A los 25 años, tiene bien claro por qué eligió a la lucha mexicana para seguir sus andanzas en los enlonados, “el estilo mexicano es más fluido, con más gracia, lo que se hace en mi país es seco, lento, con azotones y no es algo que me atraiga. Antes de entrenar no sabía nada de ningún estilo, pero en mi primer año de la universidad conocí a un luchador que se llama Ave Rex, él me invitó a una clase y me encantó desde el primer momento”.
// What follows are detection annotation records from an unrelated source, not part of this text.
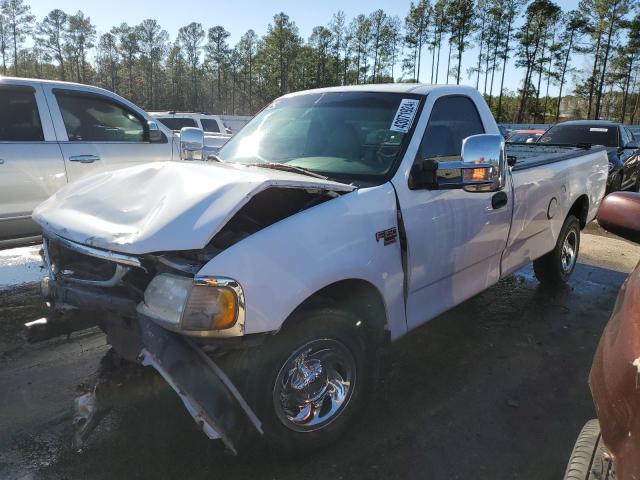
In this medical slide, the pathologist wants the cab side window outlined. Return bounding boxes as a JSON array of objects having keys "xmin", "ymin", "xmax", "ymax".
[
  {"xmin": 420, "ymin": 95, "xmax": 484, "ymax": 160},
  {"xmin": 0, "ymin": 88, "xmax": 44, "ymax": 142},
  {"xmin": 200, "ymin": 118, "xmax": 220, "ymax": 133},
  {"xmin": 56, "ymin": 94, "xmax": 145, "ymax": 142}
]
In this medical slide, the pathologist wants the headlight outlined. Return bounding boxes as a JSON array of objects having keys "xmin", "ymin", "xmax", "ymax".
[{"xmin": 138, "ymin": 274, "xmax": 243, "ymax": 336}]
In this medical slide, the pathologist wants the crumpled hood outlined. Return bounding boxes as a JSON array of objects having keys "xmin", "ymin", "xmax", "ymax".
[{"xmin": 33, "ymin": 162, "xmax": 354, "ymax": 255}]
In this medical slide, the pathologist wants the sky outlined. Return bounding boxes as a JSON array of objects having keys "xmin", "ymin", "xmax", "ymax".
[{"xmin": 26, "ymin": 0, "xmax": 586, "ymax": 94}]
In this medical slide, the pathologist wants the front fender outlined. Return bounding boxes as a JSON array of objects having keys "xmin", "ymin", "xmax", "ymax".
[{"xmin": 198, "ymin": 183, "xmax": 406, "ymax": 338}]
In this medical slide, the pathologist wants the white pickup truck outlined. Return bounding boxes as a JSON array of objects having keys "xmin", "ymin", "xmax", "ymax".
[
  {"xmin": 28, "ymin": 84, "xmax": 608, "ymax": 456},
  {"xmin": 0, "ymin": 77, "xmax": 217, "ymax": 248}
]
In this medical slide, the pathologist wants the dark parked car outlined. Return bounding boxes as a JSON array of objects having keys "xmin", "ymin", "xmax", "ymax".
[
  {"xmin": 538, "ymin": 120, "xmax": 640, "ymax": 193},
  {"xmin": 564, "ymin": 192, "xmax": 640, "ymax": 480}
]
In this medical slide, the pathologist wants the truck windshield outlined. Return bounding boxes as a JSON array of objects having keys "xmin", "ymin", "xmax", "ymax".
[
  {"xmin": 218, "ymin": 92, "xmax": 421, "ymax": 183},
  {"xmin": 538, "ymin": 124, "xmax": 618, "ymax": 147}
]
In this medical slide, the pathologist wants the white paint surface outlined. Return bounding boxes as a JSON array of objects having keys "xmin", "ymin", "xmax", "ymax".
[{"xmin": 33, "ymin": 162, "xmax": 354, "ymax": 254}]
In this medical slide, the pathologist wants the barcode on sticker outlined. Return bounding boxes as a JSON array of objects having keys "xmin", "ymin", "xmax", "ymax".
[{"xmin": 389, "ymin": 98, "xmax": 420, "ymax": 133}]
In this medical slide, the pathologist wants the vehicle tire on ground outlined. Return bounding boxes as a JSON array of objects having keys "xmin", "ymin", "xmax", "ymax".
[
  {"xmin": 564, "ymin": 420, "xmax": 615, "ymax": 480},
  {"xmin": 220, "ymin": 308, "xmax": 375, "ymax": 455},
  {"xmin": 533, "ymin": 215, "xmax": 580, "ymax": 285}
]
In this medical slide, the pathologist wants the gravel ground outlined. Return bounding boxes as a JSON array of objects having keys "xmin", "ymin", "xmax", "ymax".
[{"xmin": 0, "ymin": 224, "xmax": 640, "ymax": 480}]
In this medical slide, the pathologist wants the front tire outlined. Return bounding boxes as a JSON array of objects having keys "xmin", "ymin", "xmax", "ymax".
[
  {"xmin": 533, "ymin": 215, "xmax": 580, "ymax": 286},
  {"xmin": 227, "ymin": 308, "xmax": 374, "ymax": 455},
  {"xmin": 564, "ymin": 420, "xmax": 615, "ymax": 480}
]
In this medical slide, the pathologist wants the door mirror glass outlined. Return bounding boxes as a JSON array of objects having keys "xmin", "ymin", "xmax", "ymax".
[
  {"xmin": 180, "ymin": 127, "xmax": 204, "ymax": 160},
  {"xmin": 147, "ymin": 120, "xmax": 163, "ymax": 143}
]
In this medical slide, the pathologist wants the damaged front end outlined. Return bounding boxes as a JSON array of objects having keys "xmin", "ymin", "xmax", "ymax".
[{"xmin": 27, "ymin": 234, "xmax": 262, "ymax": 453}]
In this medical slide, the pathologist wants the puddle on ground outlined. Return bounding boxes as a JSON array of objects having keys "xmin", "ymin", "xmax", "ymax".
[{"xmin": 0, "ymin": 245, "xmax": 43, "ymax": 289}]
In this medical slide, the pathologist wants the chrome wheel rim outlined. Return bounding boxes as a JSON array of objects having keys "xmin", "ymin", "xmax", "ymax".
[
  {"xmin": 560, "ymin": 230, "xmax": 578, "ymax": 273},
  {"xmin": 273, "ymin": 338, "xmax": 356, "ymax": 432}
]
La realidad es que no había muchas opciones en su tierra, al menos de su agrado, “quería dedicarme a esto y tenía que moverme a México. Me sorprendió debutar tan pronto, pero siento que es porque no hay muchas mujeres que se dediquen al cien por ciento a la lucha libre como yo, tengo una rutina bien establecida, con tres días de pesas y tres de entrenamiento de lucha, es un estilo de vida que me encanta practicar”.

EL HONOR DE LA TAPA. Ser enmascarada en Estados Unidos es tan poco común, que cuando su profesor se lo propuso aceptó por respeto a él y a todo lo que le había transmitido, “es un gran honor llevar una máscara, es como una marca de calidad. Para mi, la invitación a compartir esa cultura fue algo muy especial, no tengo una herencia ligada a eso y lo respeto mucho, en cada lucha me gano la oportunidad de seguir poniéndomela”.

Debutó en la esquina del bien en la arena México, su estilo aéreo, rápido y técnico la tenía destinada a ese bando, un lugar desde donde quiere atrapar el éxito. “Fue como un sueño el debut y me sentí muy bien, creo que fue un indicativo de que ya estaba lista para esta oportunidad y voy a seguir por ese camino”.